A Math-free Introduction to Data Science
By Stefano Cariddi
Let us be frank: everyone with access to the internet has encountered, at least once in their life, the term data science, and this has probably happened in the past five years.
In this article we aim at introducing some key concepts that are necessary to understand what data science is, how it is related to machine learning, and why it is different from another trending topic, the business intelligence.
Probably, the most successful explanation of what data science is dates back to 2010 and is represented by the following figure:
This is the famous Drew Conway’s Data Science Venn Diagram, and it is the starting point for our discussion.
In Conway’s Venn diagram, Data Science lies at the intersection of three fields of knowledge. Hacking skills means computer science: a data scientist is a computer scientist who works with data. Math & Statistical Knowledge is the basis for understanding the tools of the trade. Substantive Expertise, or domain knowledge, is necessary for planning the path that leads from raw data to a result.
These three macro-areas of competencies have three intersection areas: Danger Zone, Traditional Research, and Machine Learning. Let us analyze them one by one.

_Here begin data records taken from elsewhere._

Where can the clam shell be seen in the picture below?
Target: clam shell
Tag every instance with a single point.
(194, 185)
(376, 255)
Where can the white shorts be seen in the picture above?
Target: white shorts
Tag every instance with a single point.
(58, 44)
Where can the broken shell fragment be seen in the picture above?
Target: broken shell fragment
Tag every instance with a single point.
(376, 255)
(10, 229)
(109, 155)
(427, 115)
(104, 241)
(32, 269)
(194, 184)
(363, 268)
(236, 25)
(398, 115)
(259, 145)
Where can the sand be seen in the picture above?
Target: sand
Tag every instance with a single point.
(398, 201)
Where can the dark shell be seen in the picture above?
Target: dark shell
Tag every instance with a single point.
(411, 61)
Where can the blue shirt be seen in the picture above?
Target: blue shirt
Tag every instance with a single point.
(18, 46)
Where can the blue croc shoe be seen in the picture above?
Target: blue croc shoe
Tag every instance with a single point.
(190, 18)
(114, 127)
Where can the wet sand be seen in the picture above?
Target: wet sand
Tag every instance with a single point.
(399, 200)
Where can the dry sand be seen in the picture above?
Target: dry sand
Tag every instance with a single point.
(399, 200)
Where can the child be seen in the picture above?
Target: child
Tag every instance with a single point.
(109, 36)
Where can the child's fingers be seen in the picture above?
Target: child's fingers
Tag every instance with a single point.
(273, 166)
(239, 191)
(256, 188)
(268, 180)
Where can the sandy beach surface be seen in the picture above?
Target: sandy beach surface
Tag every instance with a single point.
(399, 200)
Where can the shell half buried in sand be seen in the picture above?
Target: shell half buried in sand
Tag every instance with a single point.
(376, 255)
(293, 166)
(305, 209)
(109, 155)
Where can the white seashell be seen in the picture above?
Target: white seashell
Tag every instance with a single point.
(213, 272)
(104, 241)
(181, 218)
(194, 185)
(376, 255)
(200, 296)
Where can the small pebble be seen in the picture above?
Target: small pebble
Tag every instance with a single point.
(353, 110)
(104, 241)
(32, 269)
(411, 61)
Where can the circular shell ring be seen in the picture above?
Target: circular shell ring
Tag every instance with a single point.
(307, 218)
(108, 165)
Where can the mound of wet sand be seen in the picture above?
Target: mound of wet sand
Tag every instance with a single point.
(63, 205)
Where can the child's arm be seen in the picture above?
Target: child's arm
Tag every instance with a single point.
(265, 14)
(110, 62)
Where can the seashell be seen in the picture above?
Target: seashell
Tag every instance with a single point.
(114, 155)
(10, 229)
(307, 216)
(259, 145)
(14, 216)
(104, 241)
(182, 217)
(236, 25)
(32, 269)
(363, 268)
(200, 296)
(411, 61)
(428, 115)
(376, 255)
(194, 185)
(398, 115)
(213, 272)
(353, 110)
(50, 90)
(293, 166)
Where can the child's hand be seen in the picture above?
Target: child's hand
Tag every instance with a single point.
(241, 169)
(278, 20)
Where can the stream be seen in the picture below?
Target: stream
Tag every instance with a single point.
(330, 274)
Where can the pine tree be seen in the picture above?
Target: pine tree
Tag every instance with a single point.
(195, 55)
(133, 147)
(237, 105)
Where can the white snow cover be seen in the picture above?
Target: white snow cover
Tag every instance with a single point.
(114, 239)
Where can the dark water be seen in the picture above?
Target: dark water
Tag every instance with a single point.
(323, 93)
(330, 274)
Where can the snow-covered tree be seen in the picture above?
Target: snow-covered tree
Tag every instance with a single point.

One is in the danger zone if he/she thinks that being decent at coding while having a good domain knowledge is enough to achieve breakthrough results. It is not. Just as a carpenter that does not know the difference between a nail and a screw would probably do a poor job at building a cupboard, a wannabe data scientist that does not understand the math behind his/her tools risks to do more damage than harm.
Traditional research, on the other hand, is where a high level of domain knowledge meets math and statistics. In the field of traditional research, researchers explain observations with theories, so either the data fit in their theoretical framework, or the researchers have to implement it in order to account for the discrepancies. This means that the data are connected to, and explained with, a known relation.
Machine learning, finally, is where computer science meets the mathematical and statistical knowledge, without an a priori knowledge of the field where this will be applied. This is not a danger zone because the goal of machine learning is to be able to model how a phenomenon works, not why it manifests itself. Sometimes it is not even possible to produce an explanation concerning why a specific model gives correct results (this is, for example, the case of neural networks). A machine learning model is like a human being: it learns through examples. A child does not need to know Newton’s Law of Universal Gravitation for knowing that things fall. They just need to know that this happens in order to learn how to shoot a basketball. Hence, this is the right point to stress a key concept: more data does not imply more information, and more information does not imply more comprehension. Machine learning aims at extracting information, not at understanding it.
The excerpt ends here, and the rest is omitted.